Uniting these two disparate events is the state of Texas. The Lone Star state is a politically conservative "red" state. It has been home of Republican Presidents George H.W. and George W. Bush, and it has deep roots in the oil and gas industry. And yet ... Texas leads all American states in installed wind power capacity. At 27,000 megawatts of capacity, Texas has power to keep the lights on at DFW, and much more. In a distant second place is Iowa at 9000 megawatts. Texas's involvement with wind power began in the early 2000s under then-Governor (now Secretary of Energy) Rick Perry. The state invested heavily in wind power, including some seven billion dollars spent on transmission lines to deliver the electric power.

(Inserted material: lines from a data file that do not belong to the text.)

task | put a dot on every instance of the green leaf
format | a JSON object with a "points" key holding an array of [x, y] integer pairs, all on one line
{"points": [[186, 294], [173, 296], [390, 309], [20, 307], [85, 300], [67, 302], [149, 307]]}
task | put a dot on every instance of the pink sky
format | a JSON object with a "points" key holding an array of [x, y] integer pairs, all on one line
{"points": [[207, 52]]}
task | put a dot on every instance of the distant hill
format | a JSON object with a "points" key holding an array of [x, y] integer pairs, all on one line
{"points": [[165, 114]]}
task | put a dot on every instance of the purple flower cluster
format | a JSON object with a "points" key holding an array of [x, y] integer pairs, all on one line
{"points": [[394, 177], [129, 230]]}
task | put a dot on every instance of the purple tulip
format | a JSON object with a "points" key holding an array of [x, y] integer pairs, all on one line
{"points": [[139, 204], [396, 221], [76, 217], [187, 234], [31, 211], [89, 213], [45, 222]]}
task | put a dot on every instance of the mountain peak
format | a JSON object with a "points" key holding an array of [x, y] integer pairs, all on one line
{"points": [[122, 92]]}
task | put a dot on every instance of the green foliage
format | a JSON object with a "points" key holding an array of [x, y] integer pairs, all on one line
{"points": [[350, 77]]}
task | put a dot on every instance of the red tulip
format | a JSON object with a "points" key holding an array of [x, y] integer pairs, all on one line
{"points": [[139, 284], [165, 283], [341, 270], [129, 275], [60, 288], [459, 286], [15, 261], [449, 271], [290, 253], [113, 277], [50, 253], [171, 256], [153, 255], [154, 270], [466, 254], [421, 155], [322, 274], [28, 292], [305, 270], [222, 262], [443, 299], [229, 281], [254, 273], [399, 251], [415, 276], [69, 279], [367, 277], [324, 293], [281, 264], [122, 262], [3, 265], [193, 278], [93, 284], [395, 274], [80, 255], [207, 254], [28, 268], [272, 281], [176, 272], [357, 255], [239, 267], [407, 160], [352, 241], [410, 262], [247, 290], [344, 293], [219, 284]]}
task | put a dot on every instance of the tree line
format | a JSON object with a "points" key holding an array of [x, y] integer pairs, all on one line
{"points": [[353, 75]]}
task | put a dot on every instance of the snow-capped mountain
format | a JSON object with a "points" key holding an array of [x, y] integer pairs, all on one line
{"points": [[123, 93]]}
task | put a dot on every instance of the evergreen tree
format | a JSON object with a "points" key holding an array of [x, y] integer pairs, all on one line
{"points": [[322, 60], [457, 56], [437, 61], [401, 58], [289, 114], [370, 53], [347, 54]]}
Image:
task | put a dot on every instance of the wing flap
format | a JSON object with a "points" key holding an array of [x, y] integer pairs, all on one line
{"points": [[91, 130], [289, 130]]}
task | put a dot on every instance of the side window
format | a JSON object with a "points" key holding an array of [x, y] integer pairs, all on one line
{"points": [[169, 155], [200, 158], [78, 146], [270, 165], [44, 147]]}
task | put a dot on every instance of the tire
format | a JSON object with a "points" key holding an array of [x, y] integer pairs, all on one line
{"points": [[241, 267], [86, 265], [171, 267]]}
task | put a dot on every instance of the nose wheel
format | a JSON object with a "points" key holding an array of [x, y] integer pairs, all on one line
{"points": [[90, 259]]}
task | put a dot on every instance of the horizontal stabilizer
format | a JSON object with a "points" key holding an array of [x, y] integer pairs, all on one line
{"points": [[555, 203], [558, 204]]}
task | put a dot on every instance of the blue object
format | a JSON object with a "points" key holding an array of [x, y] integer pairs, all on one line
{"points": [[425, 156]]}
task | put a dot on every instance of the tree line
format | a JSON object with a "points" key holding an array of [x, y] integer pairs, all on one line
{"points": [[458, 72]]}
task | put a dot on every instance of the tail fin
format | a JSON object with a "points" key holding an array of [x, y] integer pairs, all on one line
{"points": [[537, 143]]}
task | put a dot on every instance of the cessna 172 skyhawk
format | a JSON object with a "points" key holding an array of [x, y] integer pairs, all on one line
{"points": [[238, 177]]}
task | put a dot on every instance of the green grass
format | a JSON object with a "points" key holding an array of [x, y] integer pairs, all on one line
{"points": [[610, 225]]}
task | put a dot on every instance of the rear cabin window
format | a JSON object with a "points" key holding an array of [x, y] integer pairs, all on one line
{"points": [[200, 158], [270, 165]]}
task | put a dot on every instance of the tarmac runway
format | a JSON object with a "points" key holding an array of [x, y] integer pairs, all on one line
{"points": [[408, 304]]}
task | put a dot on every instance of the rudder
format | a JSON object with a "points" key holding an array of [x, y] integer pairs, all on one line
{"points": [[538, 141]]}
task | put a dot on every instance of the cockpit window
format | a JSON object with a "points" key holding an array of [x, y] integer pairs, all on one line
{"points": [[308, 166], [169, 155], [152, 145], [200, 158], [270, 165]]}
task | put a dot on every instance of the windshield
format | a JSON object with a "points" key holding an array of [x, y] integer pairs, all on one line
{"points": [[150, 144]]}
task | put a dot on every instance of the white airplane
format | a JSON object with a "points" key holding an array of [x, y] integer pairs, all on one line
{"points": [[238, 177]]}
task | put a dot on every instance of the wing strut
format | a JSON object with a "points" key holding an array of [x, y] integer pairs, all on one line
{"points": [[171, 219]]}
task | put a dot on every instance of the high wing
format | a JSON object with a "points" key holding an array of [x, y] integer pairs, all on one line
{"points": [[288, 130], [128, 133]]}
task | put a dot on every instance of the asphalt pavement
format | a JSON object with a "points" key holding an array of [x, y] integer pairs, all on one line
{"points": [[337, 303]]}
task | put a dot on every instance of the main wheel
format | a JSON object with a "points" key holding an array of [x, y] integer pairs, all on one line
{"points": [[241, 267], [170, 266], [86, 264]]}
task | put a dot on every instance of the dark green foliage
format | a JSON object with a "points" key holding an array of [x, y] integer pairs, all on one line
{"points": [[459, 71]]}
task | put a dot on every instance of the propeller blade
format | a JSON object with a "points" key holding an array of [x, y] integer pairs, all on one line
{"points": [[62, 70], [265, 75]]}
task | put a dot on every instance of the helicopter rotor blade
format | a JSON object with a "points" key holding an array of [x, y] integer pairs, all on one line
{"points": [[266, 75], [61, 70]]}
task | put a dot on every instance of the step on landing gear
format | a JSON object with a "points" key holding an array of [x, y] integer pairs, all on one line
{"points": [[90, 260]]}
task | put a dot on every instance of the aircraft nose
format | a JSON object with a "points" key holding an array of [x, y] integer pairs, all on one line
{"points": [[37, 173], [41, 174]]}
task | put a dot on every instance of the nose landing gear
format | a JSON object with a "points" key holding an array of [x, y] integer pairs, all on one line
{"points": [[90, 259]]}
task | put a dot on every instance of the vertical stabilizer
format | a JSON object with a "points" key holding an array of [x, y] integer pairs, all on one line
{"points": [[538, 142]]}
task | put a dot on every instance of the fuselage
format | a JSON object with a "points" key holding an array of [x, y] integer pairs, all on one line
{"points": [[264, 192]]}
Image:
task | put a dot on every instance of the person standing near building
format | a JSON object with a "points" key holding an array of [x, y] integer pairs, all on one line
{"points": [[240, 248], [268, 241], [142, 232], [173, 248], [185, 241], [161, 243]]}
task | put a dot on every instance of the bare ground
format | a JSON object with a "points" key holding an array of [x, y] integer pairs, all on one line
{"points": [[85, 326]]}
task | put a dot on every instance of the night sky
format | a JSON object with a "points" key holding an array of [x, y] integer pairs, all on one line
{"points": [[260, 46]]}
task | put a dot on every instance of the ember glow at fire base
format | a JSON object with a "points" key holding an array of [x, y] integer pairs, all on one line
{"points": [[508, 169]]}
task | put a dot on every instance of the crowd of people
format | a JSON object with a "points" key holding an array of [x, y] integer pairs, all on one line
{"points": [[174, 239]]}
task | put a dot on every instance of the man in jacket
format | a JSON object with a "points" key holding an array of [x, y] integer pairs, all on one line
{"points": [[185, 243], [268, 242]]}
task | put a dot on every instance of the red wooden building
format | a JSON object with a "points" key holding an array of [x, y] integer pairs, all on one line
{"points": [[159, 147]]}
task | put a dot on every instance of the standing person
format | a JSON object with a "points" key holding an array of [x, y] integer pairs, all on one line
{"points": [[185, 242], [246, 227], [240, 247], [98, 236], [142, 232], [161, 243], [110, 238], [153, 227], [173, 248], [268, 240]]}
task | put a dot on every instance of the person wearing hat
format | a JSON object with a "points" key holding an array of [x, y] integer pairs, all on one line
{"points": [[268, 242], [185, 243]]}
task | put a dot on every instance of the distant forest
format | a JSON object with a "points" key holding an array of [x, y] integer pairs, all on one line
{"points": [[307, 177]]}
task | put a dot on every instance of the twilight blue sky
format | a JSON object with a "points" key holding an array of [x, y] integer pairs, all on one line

How can this be? If wind power is "very expensive" as the President claims, then why would anyone -- most of all, Texas -- invest in it? Perhaps Texas is a fluke. But in third place among the states is Oklahoma, at 8000 megawatts capacity. And it too has an economy tied to oil and gas. It too is politically conservative. Of course, strong winds sweep North Texas and Western Oklahoma. But, I think, there is more to it than that. In reporting on DFW's carbon neutral status, The Dallas Morning News notes
Altogether, the airport says it has reduced its carbon emissions by 31,000 metric tons since 2010, with more than half of the savings coming from the switch to purchasing only renewable wind energy. At the same time, the airport's annual energy bill has fallen from $32 million in 2006 to just under $18 million in the most recent fiscal year.
The example of Texas proves the President wrong.  In wind power is money to be saved, and money to be made. Texans know it. And so do I. I found DFW to be comfortably heated, brightly lit, and as pleasant as an airport during the holidays can be. Kudos to Texas!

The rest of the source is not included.